Invalid context error with OMP & GPU

Kim_AKeating12934 · October 12, 2010, 7:28pm

I have the following code, which repeats a large number of calculations for every element in vector y and returns the results in vector z. The main program makes numerous calls to this subroutine, which compiles without error and appears to execute without a problem.

subroutine SingleGPU(nd, nx, ny, x, y, z)
use accel_lib
integer :: nd, nx, ny, i, j
real :: x(nd,nx), y(nd,ny), z(ny), v(nx), p(nx)
!$acc region do private(j, v, p)
do i = 1, ny
	p = 1.0
	do j = 1, nd
		v = y(j,i) - x(j,1:nx)
		p = p * ( .9375 * (1.0 - v**2)**2 * (abs(v) < 1.0) )
	end do
	z(i) = sum(p)
end do
!$acc end region
return
end subroutine SingleGPU

However, I have three C2050s and would like to use all of them. To spread the workload among multiple accelerators, I modified the code as follows.

subroutine MultiGPU(nd, nx, ny, x, y, z)
use accel_lib
use omp_lib
integer :: nd, nx, ny, i, ilo, ihi, j, ndevices
real :: x(nd,nx), y(nd,ny), z(ny), v(nx), p(nx)
ndevices = acc_get_num_devices(acc_device_nvidia)
!$omp parallel private(i, ilo, ihi, j, v, p, y, x) num_threads(ndevices)
call acc_set_device_num(omp_get_thread_num(), acc_device_nvidia)
ilo = omp_get_thread_num() * (ny/ndevices + 1) + 1
ihi = min(ny, ilo + (ny/ndevices) + 1) - 1)
!$acc region do private(j, v, p)
do i = ilo, ihi
	p = 1.0
	do j = 1, nd
		v = y(j,i) - x(j,1:nx)
		p = p * ( .9375 * (1.0 - v**2)**2 * (abs(v) < 1.0) )
	end do
	z(i) = sum(p)
end do
!$acc end region
!$omp end parallel
return
end subroutine MultiGPU

Within the accelerator region, the only difference between this and the first version of the code is the addition of the variables ilo and ihi to divide the workload among the available devices.

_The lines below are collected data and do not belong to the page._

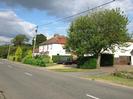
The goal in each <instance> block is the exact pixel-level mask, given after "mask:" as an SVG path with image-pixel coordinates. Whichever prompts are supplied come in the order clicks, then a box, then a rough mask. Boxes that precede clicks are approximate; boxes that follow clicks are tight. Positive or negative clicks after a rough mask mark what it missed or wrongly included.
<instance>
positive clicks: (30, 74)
mask: <svg viewBox="0 0 133 99" xmlns="http://www.w3.org/2000/svg"><path fill="white" fill-rule="evenodd" d="M24 74H25V75H27V76H32V74H31V73H28V72H25V73H24Z"/></svg>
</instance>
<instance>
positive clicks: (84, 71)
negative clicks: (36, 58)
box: [50, 68, 91, 72]
mask: <svg viewBox="0 0 133 99" xmlns="http://www.w3.org/2000/svg"><path fill="white" fill-rule="evenodd" d="M50 70H53V71H56V72H88V71H90V70H91V69H78V68H61V69H60V68H57V69H50Z"/></svg>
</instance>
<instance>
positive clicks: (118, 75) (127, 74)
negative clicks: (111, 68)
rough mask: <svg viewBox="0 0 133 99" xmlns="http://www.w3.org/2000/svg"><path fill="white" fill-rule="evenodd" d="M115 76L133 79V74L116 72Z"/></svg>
mask: <svg viewBox="0 0 133 99" xmlns="http://www.w3.org/2000/svg"><path fill="white" fill-rule="evenodd" d="M113 75H114V76H117V77H121V78H127V79H133V72H128V71H115V72H114V73H113Z"/></svg>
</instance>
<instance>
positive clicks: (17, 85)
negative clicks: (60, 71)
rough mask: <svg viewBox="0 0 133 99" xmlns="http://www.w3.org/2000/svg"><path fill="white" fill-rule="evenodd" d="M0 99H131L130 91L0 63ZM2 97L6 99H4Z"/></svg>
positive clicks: (43, 70) (126, 89) (3, 60)
mask: <svg viewBox="0 0 133 99" xmlns="http://www.w3.org/2000/svg"><path fill="white" fill-rule="evenodd" d="M0 92H2V93H0V99H133V89H132V88H125V87H119V86H114V85H109V84H105V83H100V82H96V81H92V80H86V79H80V78H77V77H74V76H70V75H64V74H62V73H58V72H52V71H49V70H47V69H38V68H34V67H29V66H27V65H22V64H18V63H13V62H10V61H7V60H0ZM4 96H5V97H4Z"/></svg>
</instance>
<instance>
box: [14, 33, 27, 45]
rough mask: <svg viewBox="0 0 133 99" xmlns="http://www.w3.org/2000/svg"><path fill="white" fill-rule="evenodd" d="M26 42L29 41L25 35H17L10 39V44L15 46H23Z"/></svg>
mask: <svg viewBox="0 0 133 99" xmlns="http://www.w3.org/2000/svg"><path fill="white" fill-rule="evenodd" d="M28 41H29V39H28V38H27V37H26V35H23V34H18V35H17V36H16V37H15V38H13V39H12V43H13V44H14V45H15V46H21V45H24V44H25V43H26V42H28Z"/></svg>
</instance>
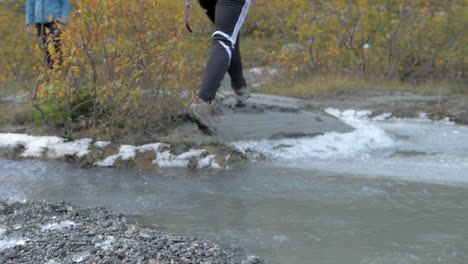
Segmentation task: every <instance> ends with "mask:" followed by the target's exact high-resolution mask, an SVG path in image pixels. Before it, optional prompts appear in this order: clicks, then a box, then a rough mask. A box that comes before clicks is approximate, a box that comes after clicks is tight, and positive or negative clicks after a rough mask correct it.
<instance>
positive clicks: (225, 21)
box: [198, 0, 251, 102]
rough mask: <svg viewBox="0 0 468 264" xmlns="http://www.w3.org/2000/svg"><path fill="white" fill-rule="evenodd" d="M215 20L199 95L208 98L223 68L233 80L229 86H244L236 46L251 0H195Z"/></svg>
mask: <svg viewBox="0 0 468 264" xmlns="http://www.w3.org/2000/svg"><path fill="white" fill-rule="evenodd" d="M198 1H199V2H200V5H201V7H202V8H203V9H205V10H206V14H207V15H208V17H209V18H210V19H211V21H213V23H214V24H215V32H214V33H213V44H212V46H211V54H210V57H209V59H208V63H207V66H206V70H205V75H204V78H203V82H202V85H201V90H200V92H199V94H198V97H199V98H201V99H202V100H204V101H207V102H210V101H211V100H213V99H214V98H215V97H216V92H217V91H218V88H219V86H220V84H221V81H222V80H223V78H224V75H225V74H226V72H228V73H229V75H230V76H231V80H232V88H233V89H235V90H239V89H241V88H242V87H245V86H246V82H245V79H244V75H243V70H242V58H241V54H240V48H239V31H240V29H241V27H242V25H243V23H244V20H245V17H246V16H247V13H248V11H249V7H250V3H251V0H198Z"/></svg>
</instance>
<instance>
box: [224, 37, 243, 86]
mask: <svg viewBox="0 0 468 264" xmlns="http://www.w3.org/2000/svg"><path fill="white" fill-rule="evenodd" d="M228 73H229V76H231V87H232V89H234V91H239V90H240V89H242V88H244V87H247V83H246V81H245V78H244V70H243V67H242V57H241V53H240V40H239V37H237V42H236V47H235V49H234V51H233V52H232V58H231V64H230V65H229V69H228Z"/></svg>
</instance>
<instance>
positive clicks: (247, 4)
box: [212, 0, 252, 49]
mask: <svg viewBox="0 0 468 264" xmlns="http://www.w3.org/2000/svg"><path fill="white" fill-rule="evenodd" d="M251 1H252V0H245V4H244V7H243V8H242V12H241V14H240V16H239V20H237V23H236V26H235V27H234V32H233V33H232V36H229V35H228V34H226V33H224V32H222V31H219V30H218V31H215V32H214V33H213V35H212V37H214V36H215V35H221V36H222V37H224V38H226V39H227V40H229V42H231V46H232V49H235V48H236V40H237V36H238V35H239V31H240V29H241V28H242V25H243V24H244V21H245V17H246V16H247V13H248V12H249V7H250V3H251Z"/></svg>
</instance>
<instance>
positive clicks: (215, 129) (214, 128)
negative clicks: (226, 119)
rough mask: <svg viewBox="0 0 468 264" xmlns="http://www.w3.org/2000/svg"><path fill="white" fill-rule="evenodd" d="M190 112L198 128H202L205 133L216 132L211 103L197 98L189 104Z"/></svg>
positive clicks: (214, 112) (214, 116)
mask: <svg viewBox="0 0 468 264" xmlns="http://www.w3.org/2000/svg"><path fill="white" fill-rule="evenodd" d="M190 113H191V115H192V117H193V118H195V121H196V122H197V123H198V125H199V126H200V128H202V129H204V130H205V132H206V133H207V134H209V135H215V134H216V130H217V129H216V123H215V122H216V121H215V118H216V111H215V109H214V106H213V105H212V104H209V103H207V102H205V101H203V100H201V99H197V100H195V101H194V102H192V104H191V105H190Z"/></svg>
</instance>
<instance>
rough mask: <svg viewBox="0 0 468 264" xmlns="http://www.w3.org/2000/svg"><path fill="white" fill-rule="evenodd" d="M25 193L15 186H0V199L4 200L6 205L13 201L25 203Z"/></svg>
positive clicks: (13, 201)
mask: <svg viewBox="0 0 468 264" xmlns="http://www.w3.org/2000/svg"><path fill="white" fill-rule="evenodd" d="M27 200H28V199H27V197H26V194H24V193H23V192H22V191H21V190H19V189H18V188H17V187H15V186H0V201H5V202H6V203H7V204H8V205H11V204H14V203H25V202H26V201H27Z"/></svg>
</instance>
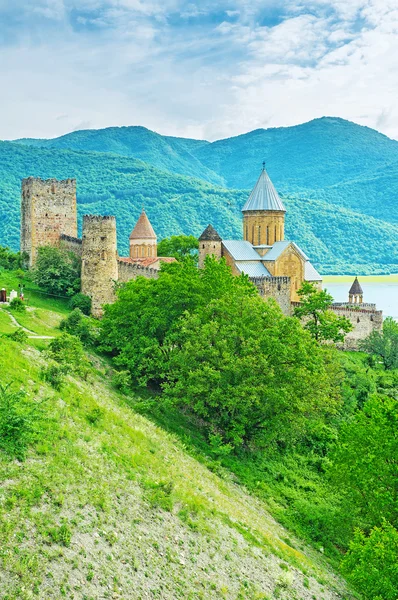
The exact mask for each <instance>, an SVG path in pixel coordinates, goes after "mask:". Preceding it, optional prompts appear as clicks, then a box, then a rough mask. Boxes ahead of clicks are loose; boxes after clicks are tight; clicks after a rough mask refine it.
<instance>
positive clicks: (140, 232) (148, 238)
mask: <svg viewBox="0 0 398 600" xmlns="http://www.w3.org/2000/svg"><path fill="white" fill-rule="evenodd" d="M142 239H148V240H156V239H157V238H156V233H155V232H154V229H153V227H152V225H151V223H150V221H149V219H148V217H147V216H146V212H145V210H144V209H142V213H141V214H140V217H139V219H138V221H137V223H136V225H135V227H134V229H133V231H132V232H131V233H130V240H142Z"/></svg>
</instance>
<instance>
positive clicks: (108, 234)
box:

I’ve checked omp_get_thread_num(), ilo, and ihi prior to entering the accelerator region. All are returning the expected values. This code compiles fine and appears to execute fine the first time it is called, but when called a second time it fails and returns the following message:

call to cuModuleGetFunction returned error 201: Invalid context
CUDA driver version: 3010

I’m at a loss. Can someone please help me understand what’s going on here?

brentl · October 13, 2010, 9:06pm

It might be a problem calling acc_set_device_num() more than once. Try putting that in a conditional so it only happens once.

Kim_AKeating12934 · October 14, 2010, 3:36pm

Brent, thanks so much for your help. I assumed that acc_set_device_num() could be called anytime outside an accelerator region, so that processing could be redirected at any point and as often as needed. As you’ve suggested, however, that is not the case. I convinced myself of this by inserting a call to acc_shutdown() just before ending the omp thread. The program then runs without the error, but so slowly that I’d be better off confining all work to a single device. As currently written, the program can’t work as intended if I place the call to acc_set_device_num() in a conditional, as you suggested. Guess I’ll need to revise the flow of work in the main program.

Maybe it’s only me, but this seems to be a real limitation. Can anyone from PGI comment on the chances of improving on this in future revisions?

MatColgrove · October 14, 2010, 11:29pm

Hi Kim,

I’ll put in a feature request asking for a runtime function that checks if a device context has been created or not or possibly have acc_set_device be a no-op if the context is already set.

Thanks,
Mat

Kim_AKeating12934 · October 15, 2010, 3:31pm

Thanks, Mat. That would be very helpful.